It all started in 2007, while Reona Burnett was washing her car, when she heard a voice, who she believes was God, telling her, “The people, people are hurting, people are sad,” particularly women. This was her calling to help the people in her community.
Burnett and her husband are based in Hattiesburg and are working with Boots on the Ground by Project GAP which she is the executive director/founder. She works within many organizations such as Diamond Excursion Party Bus Rental, Reign Hall Event Space, Diamond Excursions Ladies’ Edition and Due Logistics, LLC/ Eric Burnett Trucking LLC.
Burnett and her husband are now working on the MS Hub Complex which is planned to be a resource center for the homeless or those who just need help. The building is an old hotel building on Hwy. 49 in Hattiesburg. They plan for it to be a center with showers, laundry and other resources to help others get back on their feet.
Burnett started her journey by sharing her divorce story to other women in her community in Clinton. Her sharing her personal, emotional story was not what she intended to do to help the women in her community, but she did still do it. She told women about men and how her experience with her ex-husband made her the woman she was. She went from a college girl to a wife and a mother, thinking she was going to have a “fairytale” ending to having nothing and starting over.
Later in 2019, she moved to Hattiesburg and worked in a local daycare, but due to the Covid-19 Pandemic the daycare shut down. She wanted to continue to be in the community, so she moved to Purvis during the pandemic. She started to rescue dogs and take care of them in her own home. She dedicated herself to taking care of the dogs every day since she could not go anywhere during the pandemic. Later on, she gave five of the dogs to their forever homes and her and her family kept two of them.
While Burnett was taking care of the dogs, her and 10 ladies started an organization called the Diamon Girls which was a part of her current husband’s, Eric Burnett, party bus business. This is where her story with non-profits really began in 2020.
They began going out in their communities and shinning different ladies.
“A shine is like a token, it can be a cup, we had people that were doing grocery shines, cash shines,” Burnett explained. “The shine is just the happy, to bring hope, and joy to an individual.”
She was challenged to do 100 shines in only seven days which she bravely took. She grabbed her two youngest kids, and they were off with a little over 100 shines, filled with peanut butter crackers and drinks, in her car to different towns in Mississippi. They went from Hattiesburg, to Canton, to Vicksburg and all the way down to the Gulf Coast.

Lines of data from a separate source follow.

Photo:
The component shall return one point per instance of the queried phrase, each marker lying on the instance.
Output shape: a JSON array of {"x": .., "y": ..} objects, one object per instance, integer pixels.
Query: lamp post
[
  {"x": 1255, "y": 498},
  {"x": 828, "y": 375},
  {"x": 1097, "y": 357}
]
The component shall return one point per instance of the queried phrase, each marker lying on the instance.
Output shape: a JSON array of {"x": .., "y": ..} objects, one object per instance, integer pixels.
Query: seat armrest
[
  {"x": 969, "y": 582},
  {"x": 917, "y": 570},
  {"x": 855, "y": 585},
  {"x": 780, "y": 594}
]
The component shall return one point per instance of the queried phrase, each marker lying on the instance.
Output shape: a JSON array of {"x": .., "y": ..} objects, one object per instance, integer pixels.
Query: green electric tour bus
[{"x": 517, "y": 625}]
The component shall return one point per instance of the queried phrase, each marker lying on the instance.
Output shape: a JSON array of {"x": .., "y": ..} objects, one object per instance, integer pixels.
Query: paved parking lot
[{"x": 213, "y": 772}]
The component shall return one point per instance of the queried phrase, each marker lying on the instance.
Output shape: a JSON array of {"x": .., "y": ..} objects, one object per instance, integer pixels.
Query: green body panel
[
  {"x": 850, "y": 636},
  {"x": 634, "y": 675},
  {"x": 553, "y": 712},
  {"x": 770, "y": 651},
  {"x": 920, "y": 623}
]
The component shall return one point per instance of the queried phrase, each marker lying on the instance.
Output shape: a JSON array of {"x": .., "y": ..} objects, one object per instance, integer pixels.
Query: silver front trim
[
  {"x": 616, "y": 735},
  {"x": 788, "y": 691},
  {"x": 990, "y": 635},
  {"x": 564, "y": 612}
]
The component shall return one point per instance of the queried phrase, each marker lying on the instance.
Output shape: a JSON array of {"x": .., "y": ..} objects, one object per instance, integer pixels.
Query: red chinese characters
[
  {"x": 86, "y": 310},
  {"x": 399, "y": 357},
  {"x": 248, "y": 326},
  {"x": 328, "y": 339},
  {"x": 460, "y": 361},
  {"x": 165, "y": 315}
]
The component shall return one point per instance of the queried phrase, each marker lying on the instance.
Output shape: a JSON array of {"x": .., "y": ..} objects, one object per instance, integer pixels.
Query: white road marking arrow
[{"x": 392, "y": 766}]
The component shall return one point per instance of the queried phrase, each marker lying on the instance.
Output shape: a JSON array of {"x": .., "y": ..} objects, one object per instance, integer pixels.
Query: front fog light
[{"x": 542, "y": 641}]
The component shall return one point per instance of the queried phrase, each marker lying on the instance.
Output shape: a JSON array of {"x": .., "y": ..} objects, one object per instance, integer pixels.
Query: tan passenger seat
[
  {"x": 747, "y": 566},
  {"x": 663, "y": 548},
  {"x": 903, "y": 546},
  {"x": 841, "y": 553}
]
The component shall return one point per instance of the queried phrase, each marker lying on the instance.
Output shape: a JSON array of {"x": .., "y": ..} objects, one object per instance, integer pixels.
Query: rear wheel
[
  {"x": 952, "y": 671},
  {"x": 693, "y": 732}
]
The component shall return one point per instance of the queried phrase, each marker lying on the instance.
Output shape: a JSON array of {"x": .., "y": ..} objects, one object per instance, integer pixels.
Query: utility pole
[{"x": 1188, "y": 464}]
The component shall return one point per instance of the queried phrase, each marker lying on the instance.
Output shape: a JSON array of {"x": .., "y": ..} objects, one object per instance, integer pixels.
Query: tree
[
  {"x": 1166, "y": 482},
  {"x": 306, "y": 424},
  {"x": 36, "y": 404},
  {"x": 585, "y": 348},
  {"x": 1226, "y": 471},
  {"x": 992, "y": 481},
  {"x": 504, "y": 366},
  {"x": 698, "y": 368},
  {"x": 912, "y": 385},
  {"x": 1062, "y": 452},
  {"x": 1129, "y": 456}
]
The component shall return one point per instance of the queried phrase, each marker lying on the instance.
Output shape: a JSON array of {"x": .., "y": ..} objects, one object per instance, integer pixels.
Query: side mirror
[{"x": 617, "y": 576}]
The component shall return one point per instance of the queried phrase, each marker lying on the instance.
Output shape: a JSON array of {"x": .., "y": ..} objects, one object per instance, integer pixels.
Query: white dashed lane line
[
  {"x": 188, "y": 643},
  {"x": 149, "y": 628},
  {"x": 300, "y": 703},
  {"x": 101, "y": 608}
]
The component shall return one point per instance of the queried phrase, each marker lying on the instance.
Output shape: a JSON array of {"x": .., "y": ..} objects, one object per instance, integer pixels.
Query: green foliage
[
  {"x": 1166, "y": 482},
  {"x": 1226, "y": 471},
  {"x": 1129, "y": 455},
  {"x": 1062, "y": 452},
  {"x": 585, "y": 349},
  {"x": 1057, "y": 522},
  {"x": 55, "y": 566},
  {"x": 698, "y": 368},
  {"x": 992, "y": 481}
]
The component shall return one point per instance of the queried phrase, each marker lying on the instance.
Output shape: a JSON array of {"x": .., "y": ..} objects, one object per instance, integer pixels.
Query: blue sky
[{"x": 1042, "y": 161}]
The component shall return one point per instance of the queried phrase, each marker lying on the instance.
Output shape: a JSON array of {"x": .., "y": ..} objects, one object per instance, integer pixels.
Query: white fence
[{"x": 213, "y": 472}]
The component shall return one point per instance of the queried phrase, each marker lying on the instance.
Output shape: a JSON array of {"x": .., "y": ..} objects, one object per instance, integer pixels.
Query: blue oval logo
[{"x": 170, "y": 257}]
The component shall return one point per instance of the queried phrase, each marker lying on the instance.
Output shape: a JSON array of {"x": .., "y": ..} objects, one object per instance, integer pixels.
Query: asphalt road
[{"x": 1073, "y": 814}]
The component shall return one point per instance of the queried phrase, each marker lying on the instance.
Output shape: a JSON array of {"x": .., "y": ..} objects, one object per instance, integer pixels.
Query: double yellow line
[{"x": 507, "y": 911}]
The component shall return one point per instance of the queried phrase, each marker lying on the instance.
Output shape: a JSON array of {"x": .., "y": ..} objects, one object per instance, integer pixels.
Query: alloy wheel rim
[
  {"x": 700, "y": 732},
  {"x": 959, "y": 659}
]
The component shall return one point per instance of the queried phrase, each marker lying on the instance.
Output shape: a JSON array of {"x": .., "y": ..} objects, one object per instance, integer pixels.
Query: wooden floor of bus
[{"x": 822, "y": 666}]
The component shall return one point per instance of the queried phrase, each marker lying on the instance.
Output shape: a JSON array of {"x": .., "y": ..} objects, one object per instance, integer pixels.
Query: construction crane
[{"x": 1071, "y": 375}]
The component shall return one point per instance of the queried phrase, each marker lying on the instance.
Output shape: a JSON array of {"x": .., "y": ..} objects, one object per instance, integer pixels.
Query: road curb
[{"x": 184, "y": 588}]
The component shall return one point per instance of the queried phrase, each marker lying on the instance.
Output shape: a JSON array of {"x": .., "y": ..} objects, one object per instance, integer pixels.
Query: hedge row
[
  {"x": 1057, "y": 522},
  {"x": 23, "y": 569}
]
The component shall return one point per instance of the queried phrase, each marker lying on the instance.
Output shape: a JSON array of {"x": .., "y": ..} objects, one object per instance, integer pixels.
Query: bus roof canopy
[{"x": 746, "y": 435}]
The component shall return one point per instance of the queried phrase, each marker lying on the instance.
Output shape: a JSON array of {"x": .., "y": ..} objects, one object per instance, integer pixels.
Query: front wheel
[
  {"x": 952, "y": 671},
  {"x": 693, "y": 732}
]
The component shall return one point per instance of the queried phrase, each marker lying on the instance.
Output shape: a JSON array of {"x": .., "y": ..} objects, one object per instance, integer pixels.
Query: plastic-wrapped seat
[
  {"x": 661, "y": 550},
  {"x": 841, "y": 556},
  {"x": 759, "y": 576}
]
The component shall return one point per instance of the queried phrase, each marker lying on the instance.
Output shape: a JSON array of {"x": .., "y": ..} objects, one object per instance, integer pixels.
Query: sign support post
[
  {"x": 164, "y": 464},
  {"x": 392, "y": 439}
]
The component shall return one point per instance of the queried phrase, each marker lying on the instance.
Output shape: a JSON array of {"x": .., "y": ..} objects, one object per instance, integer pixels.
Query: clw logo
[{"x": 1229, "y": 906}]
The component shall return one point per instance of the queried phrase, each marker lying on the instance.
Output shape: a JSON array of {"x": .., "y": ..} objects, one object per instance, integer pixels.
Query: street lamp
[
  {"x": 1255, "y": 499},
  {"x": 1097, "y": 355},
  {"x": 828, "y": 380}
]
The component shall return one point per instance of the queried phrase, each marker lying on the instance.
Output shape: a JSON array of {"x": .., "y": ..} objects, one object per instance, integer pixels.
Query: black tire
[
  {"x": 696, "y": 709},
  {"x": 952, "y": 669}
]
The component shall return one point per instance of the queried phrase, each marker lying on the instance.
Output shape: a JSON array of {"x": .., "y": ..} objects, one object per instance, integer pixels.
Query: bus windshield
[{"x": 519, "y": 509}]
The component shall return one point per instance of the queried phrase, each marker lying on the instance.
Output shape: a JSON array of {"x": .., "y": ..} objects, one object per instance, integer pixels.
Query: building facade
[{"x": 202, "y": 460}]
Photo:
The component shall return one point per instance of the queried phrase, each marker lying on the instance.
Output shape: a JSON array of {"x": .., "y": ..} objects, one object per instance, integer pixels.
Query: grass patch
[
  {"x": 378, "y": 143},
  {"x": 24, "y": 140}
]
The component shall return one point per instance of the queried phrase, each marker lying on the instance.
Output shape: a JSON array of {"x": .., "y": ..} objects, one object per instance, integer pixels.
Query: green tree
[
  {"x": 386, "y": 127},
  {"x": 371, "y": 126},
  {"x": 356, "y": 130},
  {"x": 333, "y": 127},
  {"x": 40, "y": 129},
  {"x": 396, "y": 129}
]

During one of their last stops, Burnett came across this young lady. Reona and Eric refer to this as the “hamburger” story. As Burnett was giving the woman her shine, the woman asked, “Can I get another one for my husband?” Burnett said yes because she had extras in her car just in case.
The woman said to Burnett that her and her husband could only afford a McDonald’s hamburger and have to split it between each other some nights. Other nights, they would have nothing to eat. This touched Burnett and she told her husband, “Can you imagine us getting one hamburger?”
She thinks of the small cheeseburgers from McDonald’s and having to not only split it but to have to scrap up change to be able to afford said cheeseburger. That night, her and her husband brought the woman food to her trailer, her home, but Burnett was not satisfied with only giving them one meal.
Burnett sent a group message to her group of 10 ladies asking if anyone has any food in their fridge or pantries that they will not use and willing to donate it to the woman. They agreed and her plan was to pick it up the next day. She still was not fully satisfied, so she went through her own fridge and pantry and found food for the woman.
She dropped the trunk full of food to the woman and her husband, but yet again Burnett was not satisfied. She realized that she did not know how long this couple has gone without food, and that did not sit well with her. The next day, she went around and got more donations and called the woman asking to come by again. The woman agreed. This time Burnett came by with not only her trunk full, but her whole back seat was full of donations for this couple. The woman said, “Oh my, we don’t even have enough room to put all of this food inside.”
Burnett told her she would rather than have an overflow than not enough at all. She told the woman to share with the others who live around her because she did not know their situation everyone may be in.